In un momento in cui il processo dell’immigrazione sembra cambiare il volto del nostro Paese, rischiamo troppo spesso di restare indifferenti di fronte ai volti dei protagonisti di questo processo. Le nostre vite quotidiane sono sature di informazioni e di discorsi, discorsi ascoltati in tv, o nel bar sotto casa, discorsi che il più delle volte si concentrano sui soliti luoghi comuni, trascurando il lato più umano di questo processo.Ora più che mai è necessario soffermarsi sulle storie di chi, nei discorsi pressappochisti di ogni giorno, sembra non avere un volto.

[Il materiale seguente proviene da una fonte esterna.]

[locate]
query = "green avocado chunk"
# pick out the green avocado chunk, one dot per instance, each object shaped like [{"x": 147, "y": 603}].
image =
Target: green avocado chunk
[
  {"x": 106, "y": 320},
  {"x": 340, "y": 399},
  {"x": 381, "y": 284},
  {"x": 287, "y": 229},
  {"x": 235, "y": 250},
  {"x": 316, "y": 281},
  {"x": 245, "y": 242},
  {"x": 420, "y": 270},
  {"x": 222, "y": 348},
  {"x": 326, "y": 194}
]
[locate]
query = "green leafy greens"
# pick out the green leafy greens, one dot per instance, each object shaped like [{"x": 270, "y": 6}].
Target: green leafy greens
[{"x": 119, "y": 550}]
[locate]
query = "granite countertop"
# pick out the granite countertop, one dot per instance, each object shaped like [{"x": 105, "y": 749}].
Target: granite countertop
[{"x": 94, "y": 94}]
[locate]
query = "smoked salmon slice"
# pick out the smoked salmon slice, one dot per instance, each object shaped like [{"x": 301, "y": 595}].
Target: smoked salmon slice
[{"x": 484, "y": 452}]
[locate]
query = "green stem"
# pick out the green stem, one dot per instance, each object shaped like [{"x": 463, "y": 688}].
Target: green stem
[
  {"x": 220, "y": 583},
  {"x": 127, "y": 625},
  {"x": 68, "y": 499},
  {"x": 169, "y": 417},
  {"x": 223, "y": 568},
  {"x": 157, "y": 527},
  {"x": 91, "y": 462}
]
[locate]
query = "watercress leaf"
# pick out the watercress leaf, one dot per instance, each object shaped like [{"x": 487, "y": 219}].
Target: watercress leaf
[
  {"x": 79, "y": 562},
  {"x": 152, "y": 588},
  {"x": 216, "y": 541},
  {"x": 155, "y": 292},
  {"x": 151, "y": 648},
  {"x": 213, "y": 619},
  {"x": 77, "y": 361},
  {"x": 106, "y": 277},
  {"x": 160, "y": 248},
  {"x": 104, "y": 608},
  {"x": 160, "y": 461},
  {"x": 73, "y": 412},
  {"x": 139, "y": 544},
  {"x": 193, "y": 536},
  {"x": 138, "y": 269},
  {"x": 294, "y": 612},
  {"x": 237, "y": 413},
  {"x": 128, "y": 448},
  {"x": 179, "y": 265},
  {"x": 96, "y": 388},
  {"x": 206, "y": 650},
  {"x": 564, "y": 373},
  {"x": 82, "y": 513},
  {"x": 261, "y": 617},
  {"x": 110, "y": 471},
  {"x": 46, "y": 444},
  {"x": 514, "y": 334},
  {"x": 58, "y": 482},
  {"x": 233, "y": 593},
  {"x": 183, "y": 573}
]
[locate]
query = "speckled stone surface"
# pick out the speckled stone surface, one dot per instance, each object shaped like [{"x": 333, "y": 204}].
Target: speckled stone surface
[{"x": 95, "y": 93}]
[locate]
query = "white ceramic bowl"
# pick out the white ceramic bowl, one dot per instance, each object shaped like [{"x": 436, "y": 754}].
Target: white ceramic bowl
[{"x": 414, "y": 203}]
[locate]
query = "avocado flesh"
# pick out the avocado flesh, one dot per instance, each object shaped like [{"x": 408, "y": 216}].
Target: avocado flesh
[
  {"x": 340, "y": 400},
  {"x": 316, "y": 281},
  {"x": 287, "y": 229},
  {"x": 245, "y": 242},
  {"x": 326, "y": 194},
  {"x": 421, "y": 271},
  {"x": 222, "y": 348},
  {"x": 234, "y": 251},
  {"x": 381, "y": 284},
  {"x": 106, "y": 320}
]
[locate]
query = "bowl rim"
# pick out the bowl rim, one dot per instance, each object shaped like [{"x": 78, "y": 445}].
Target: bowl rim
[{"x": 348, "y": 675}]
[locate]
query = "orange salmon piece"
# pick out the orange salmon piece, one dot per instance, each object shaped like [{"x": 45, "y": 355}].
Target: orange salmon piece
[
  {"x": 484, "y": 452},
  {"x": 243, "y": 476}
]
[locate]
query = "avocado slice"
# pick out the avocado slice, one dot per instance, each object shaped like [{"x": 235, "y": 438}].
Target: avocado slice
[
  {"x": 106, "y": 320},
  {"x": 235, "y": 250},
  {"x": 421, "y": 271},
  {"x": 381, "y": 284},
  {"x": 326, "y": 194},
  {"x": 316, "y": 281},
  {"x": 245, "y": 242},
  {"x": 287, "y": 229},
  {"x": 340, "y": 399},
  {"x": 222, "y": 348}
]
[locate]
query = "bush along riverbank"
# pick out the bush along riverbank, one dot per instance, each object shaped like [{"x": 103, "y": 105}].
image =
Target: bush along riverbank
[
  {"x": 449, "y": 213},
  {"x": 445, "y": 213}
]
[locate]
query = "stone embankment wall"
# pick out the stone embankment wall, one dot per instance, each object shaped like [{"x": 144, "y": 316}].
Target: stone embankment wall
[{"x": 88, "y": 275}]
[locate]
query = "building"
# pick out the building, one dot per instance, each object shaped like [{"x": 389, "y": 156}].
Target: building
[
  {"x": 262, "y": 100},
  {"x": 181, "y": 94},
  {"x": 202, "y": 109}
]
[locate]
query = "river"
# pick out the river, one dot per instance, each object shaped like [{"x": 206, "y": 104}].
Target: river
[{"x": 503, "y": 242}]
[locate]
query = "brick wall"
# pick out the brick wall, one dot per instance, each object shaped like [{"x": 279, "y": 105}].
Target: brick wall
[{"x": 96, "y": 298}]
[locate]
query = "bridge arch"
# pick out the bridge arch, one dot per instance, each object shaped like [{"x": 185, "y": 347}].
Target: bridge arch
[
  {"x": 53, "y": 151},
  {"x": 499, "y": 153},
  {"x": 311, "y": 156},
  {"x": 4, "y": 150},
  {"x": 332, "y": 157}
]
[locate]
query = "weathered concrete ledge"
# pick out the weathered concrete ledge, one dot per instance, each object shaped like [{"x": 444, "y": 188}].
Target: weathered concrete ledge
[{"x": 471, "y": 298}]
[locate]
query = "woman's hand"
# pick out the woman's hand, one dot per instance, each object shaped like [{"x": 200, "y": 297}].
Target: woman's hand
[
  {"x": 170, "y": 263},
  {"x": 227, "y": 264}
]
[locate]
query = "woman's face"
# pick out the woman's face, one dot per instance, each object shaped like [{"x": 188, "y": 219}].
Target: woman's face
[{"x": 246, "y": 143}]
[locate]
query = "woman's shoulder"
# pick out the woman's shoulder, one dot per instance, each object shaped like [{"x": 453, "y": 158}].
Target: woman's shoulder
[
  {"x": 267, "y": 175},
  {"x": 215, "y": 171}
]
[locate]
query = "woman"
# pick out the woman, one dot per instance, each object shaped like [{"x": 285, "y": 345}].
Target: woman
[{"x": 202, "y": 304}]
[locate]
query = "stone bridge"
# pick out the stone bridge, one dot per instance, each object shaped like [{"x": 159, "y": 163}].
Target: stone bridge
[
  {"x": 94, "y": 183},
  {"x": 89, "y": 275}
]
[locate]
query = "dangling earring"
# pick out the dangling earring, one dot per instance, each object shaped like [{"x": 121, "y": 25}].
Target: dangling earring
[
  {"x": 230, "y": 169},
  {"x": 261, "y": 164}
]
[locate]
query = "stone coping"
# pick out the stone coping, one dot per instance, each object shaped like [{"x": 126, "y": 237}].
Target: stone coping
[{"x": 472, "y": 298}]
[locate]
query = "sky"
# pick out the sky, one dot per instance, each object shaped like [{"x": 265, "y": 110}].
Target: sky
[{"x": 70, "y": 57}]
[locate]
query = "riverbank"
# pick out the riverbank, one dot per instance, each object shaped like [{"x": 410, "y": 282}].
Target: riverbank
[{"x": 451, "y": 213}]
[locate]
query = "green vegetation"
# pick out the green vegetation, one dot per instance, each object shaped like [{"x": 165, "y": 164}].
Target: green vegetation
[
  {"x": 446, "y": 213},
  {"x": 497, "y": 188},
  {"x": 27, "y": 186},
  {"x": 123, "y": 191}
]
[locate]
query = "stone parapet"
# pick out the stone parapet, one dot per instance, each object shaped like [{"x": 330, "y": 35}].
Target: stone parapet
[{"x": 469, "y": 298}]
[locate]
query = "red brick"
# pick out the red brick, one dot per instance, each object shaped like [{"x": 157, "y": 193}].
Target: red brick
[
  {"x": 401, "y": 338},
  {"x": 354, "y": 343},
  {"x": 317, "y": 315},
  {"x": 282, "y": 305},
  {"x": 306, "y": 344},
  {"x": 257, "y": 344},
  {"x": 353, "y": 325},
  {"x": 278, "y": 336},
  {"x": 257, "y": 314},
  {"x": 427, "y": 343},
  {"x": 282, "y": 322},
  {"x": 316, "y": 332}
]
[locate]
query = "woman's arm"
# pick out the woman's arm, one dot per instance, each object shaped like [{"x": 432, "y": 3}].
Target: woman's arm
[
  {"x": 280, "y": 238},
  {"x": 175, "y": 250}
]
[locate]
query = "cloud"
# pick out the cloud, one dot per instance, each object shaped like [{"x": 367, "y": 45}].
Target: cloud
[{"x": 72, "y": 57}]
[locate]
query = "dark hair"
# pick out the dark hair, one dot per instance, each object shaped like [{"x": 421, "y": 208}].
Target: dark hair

Lo scrittore Annibale Gagliani, con il suo “Romanzo Caporale”, ha dato non solo un volto alle migliaia di migranti che sbarcano nel nostro Paese, ma ha incastonato un’esperienza in uno sguardo, nel paio di occhi azzurri del “sognatore africano”, protagonista della storia. A ricreare le atmosfere dei paesaggi descritti nel libro ha contribuito il caratteristico allestimento realizzato da Antonella Filannino, moderatrice dell’evento di presentazione del libro che ha avuto luogo il 4 gennaio presso la sede del Grow Lab. Un mazzo di fiori di campo, un vasetto di terra e una manciata di pomodori sistemati su una cassetta in legno hanno immediatamente trasportato i presenti nelle campagne pugliesi, riassumendo i momenti salienti della storia.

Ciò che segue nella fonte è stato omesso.